The enlightened Brian Harradine weighs into the Gay Marriage debate....
"Agreeing to same-sex marriage would confirm the desire of adults to choose a family format to suit them as more important than children's needs to have a mother and a father. It would endorse a deliberately motherless or a fatherless family. It would mean our community has no interest in whether children have a mother and a father.
....
Governments should not change marriage to meet the demands of lobby groups. They should instead be looking to strengthen marriage through better education, counselling and taxation relief. We all lose by erosion of the status of marriage, but the biggest losers are those who most need our protection - our children".
Some questions that need to be answered...
1. why does the gay marriage issue necessarily effect children?
2. what of childless married people then?
3. why does allowing some people to get married have any real impact on more "conventional" marriages?
4. why not allow Gay people to get married if it results in a more stable union for those people?

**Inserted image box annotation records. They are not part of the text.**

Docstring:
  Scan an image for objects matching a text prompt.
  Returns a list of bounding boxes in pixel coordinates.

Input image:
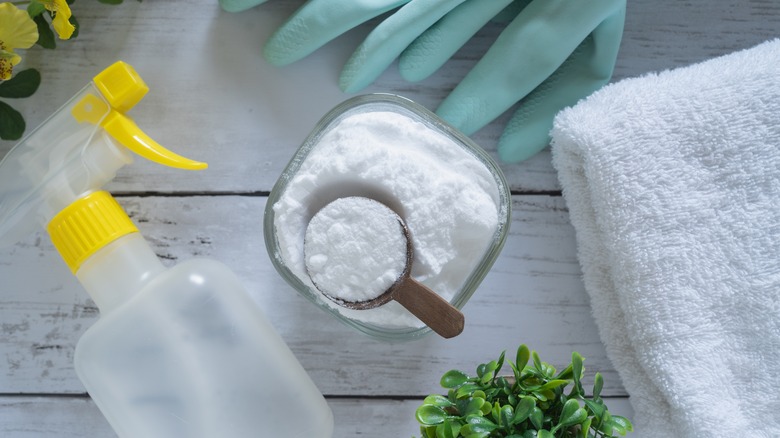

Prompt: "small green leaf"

[498,405,515,427]
[27,0,46,18]
[0,102,26,140]
[596,409,613,436]
[558,399,588,427]
[495,350,506,372]
[68,15,81,40]
[582,399,607,419]
[593,372,604,400]
[610,415,634,436]
[463,398,489,416]
[491,402,501,424]
[436,420,460,438]
[415,405,447,426]
[423,394,455,408]
[33,14,57,49]
[455,383,479,399]
[612,415,634,432]
[466,415,498,433]
[420,426,437,438]
[512,396,536,424]
[515,344,531,373]
[539,380,569,391]
[440,370,469,388]
[460,424,490,438]
[580,417,593,438]
[0,68,41,98]
[531,351,544,374]
[528,406,544,430]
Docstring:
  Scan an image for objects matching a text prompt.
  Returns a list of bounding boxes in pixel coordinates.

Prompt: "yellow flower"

[0,2,38,80]
[39,0,76,40]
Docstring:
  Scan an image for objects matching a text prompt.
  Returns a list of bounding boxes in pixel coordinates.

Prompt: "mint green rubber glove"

[406,0,626,162]
[219,0,266,12]
[262,0,626,162]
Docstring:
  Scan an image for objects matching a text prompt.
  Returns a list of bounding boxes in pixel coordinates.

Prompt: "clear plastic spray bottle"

[0,62,333,438]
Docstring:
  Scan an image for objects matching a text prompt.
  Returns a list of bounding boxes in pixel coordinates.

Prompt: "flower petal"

[44,0,76,40]
[0,49,22,81]
[0,2,39,51]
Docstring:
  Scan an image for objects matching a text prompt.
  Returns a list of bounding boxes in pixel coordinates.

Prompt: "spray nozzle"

[0,61,207,250]
[72,61,207,170]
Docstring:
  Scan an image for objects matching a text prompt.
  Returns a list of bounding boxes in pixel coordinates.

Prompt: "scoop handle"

[393,277,465,339]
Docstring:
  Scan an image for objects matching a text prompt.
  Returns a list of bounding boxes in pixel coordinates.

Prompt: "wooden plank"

[0,396,636,438]
[0,196,625,396]
[0,0,780,193]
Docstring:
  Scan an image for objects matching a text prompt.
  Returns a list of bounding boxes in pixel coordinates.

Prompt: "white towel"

[552,40,780,437]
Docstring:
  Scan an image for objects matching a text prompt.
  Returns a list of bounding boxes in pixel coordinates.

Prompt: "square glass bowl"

[263,94,511,341]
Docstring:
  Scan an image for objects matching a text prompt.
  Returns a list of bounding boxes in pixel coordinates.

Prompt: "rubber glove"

[219,0,266,12]
[264,0,625,162]
[399,0,626,162]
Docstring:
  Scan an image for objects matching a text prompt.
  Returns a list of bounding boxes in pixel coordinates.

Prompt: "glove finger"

[219,0,266,12]
[493,0,531,24]
[498,9,625,163]
[398,0,514,82]
[436,0,625,135]
[340,0,465,93]
[262,0,410,66]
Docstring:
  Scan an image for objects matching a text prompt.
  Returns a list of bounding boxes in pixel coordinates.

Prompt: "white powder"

[273,111,500,328]
[304,197,407,302]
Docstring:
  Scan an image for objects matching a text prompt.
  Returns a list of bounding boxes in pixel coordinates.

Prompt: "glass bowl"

[263,94,511,341]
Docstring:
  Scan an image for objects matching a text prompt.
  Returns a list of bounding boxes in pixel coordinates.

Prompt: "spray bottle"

[0,62,333,438]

These key questions aren't really answered in Harradine's bundle of assertions. This is indicative of how little reasoning often goes into many people's attacks on gay marriage / gay adoption.
Thankfully Harradine is man enough to admit that he doesn't "agree with the lifestyle":
Now, I have a genuine concern for the wellbeing of people in a same-sex sexual relationship. I don't agree with the lifestyle, but I recognise that ultimately adults are able to make personal choices.
It seems that sentiments such as this are what really underpin many of the arguments on this issue. They really don't like homosexuality (even if begrudgingly accepting that adults have a right to choose), and they are scared that any legal recognition of same sex marriage would result in greater societal acceptance of gay people.
On another note, it is very interesting that Harradine regards homosexuality as a "personal choice", which again seems to highlight his lack of understanding on the issue.
As I have alluded to in previous posts, one wonders why the government would seek to limit people's personal choices in a situation where there is very little demonstrable harm from those choices. I do believe that stable families / relationships are something a government should encourage (to the limited extent that they can) - but for me that seems to be a reason to encourage gay marriages.